Prostate cancer can vary greatly in how aggressive it is, and knowing this in advance helps doctors decide the best course of treatment. Magnetic resonance imaging (MRI) is often used to detect prostate cancer, but figuring out just how aggressive the cancer is remains tricky.
A new study from researchers at the Champalimaud Foundation (CF) investigated whether artificial intelligence (AI) could analyse MRI scans to reliably tell which cancers are less aggressive and which pose a greater risk. While AI showed promise, its accuracy varied significantly depending on the MRI scanner’s brand.
A Large, Multi-Centre Effort
The researchers gathered over 5,000 MRI scans from multiple hospitals, using different brands of MRI machines (Siemens, Philips, and GE), and, in some cases, a special device called an endorectal coil (ERC) to get clearer images. Each MRI scan was paired with confirmed lab results indicating how aggressive the cancer really was, based on what’s called the ISUP grade. This provided the researchers with a reliable benchmark—essentially the “correct answers”—to evaluate the accuracy of their AI models.
CF contributed patient data from the Champalimaud Clinical Centre, while also playing a key role in developing the AI tools used in the study. As senior author Nickolas Papanikolaou, head of CF’s Computational Clinical Imaging Lab, explains: “As a founding member of the ProCAncer-I Consortium, we had privileged access to a lot of data that made this study possible. CF is not only a data provider for the Consortium but also an active AI developer, advancing research on AI-driven diagnostics for prostate cancer.”
Training AI to Classify Prostate Cancer
The researchers’ main goal was to see if AI models could, on their own, distinguish low-grade from higher-grade tumours by “looking” at the entire prostate in each MRI—without radiologists first having to outline the tumour. They tested different “deep learning” models, from older, simpler ones (like VGG) to newer, more complex “transformers”. They also checked whether adding patient details—such as age and blood test results—would boost the models’ accuracy.
“We then compared how well the models worked when trained on MRIs from one brand of scanner versus data from all brands mixed together”, says Papanikolaou. “We also checked how using or not using the endorectal coil affected the models’ performance”.
Why Scanner Differences Matter
Overall, the AI models could generally tell low-grade from high-grade prostate cancers fairly well. The best model achieved 73% accuracy when tested on new data that came from the same scanners it had seen during training. However, the brand and setup of the MRI scanner had a clear impact on how well the models performed.
José Almeida, a postdoc at CF and first author of the study, notes: “The main finding of our study is that models did their best when tested on data that came from the same brand/scanner type used for training, but performance often dropped when the model was tested on a different brand or on scans taken with an endorectal coil if it hadn’t seen similar examples during training”.
Almeida continues: “Normally, if your model is performing well, as you increase the data you train it on, its performance improves. Indeed, we found this to be the case when training and testing models on the same brand. But we failed to see this happening when we trained the model on one brand, and tested on another”.

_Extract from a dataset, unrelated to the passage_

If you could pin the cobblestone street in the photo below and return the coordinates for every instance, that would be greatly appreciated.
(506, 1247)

Surprisingly, adding patient details did not consistently improve the model’s ability to spot aggressive cancers. When the model was trained on data from all the different MRI machine brands, the AI performed more reliably across different brands, though endorectal coil scans remained a challenge. While increasing the amount of training data improved performance overall, it still did not completely erase the drop in accuracy when switching between scanner types.

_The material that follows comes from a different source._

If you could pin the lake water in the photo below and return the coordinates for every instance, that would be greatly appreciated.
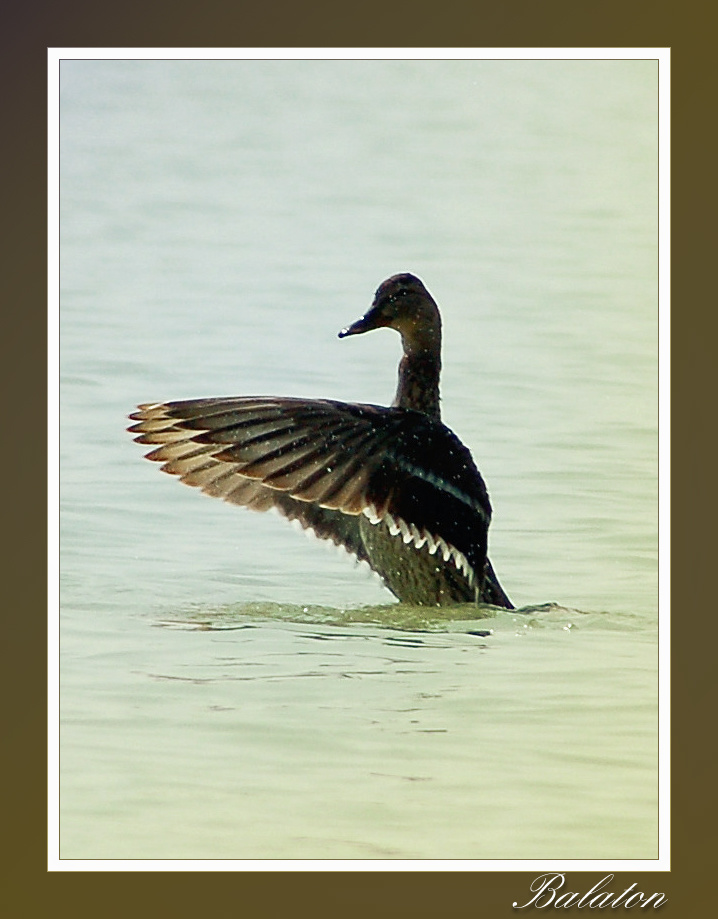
(233, 690)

Bigger Isn’t Always Better
Using AI to identify high-risk tumours could help some men with low-risk cancers avoid invasive procedures to determine cancer aggressiveness. Nevertheless, as this study illustrates, MRI scanner brand and the use of special coils can strongly affect performance. A large, multi-centre dataset—like the one used here—is crucial for capturing the realities of clinical practice and ensuring that AI tools deliver reliable results everywhere.

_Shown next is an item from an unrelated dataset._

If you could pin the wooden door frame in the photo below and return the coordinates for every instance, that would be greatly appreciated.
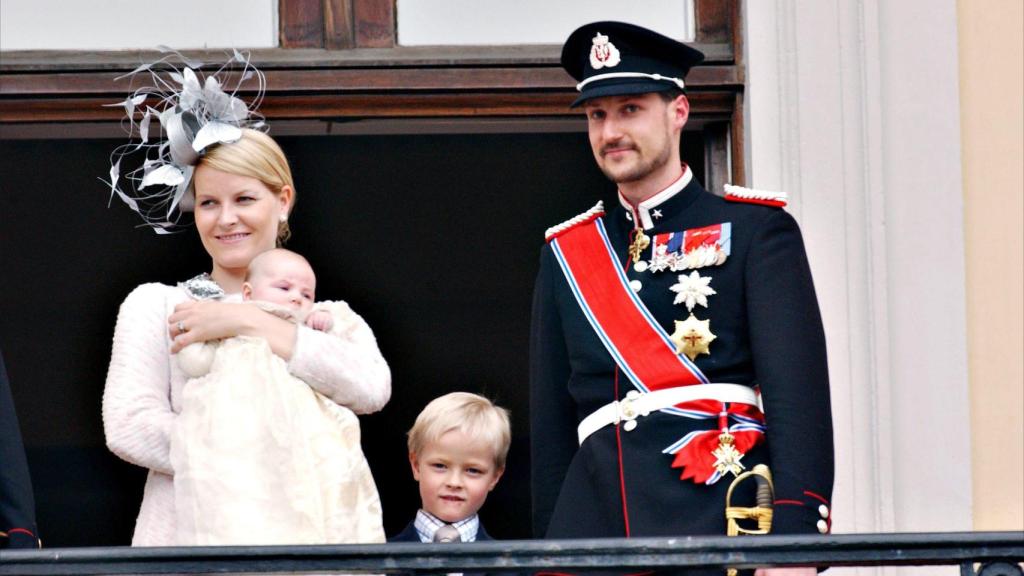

“The models aren’t perfect and could miss some aggressive cancers or flag some non-aggressive ones”, points out Papanikolaou. “Including more detailed or advanced information—like exact tumour locations or additional patient data—might further increase accuracy”. He also notes that because the data mostly came from European centres, it is unclear how well the models would perform in more diverse populations.
Almeida underscores the need for broader collaboration: “A large-scale study across the globe where doctors use these AI tools in real time will be essential to see how well they work in practice. We need to increase the diversity of test data, and motivate multi-centric studies. Big data does not solve the issues of low-diversity data!”.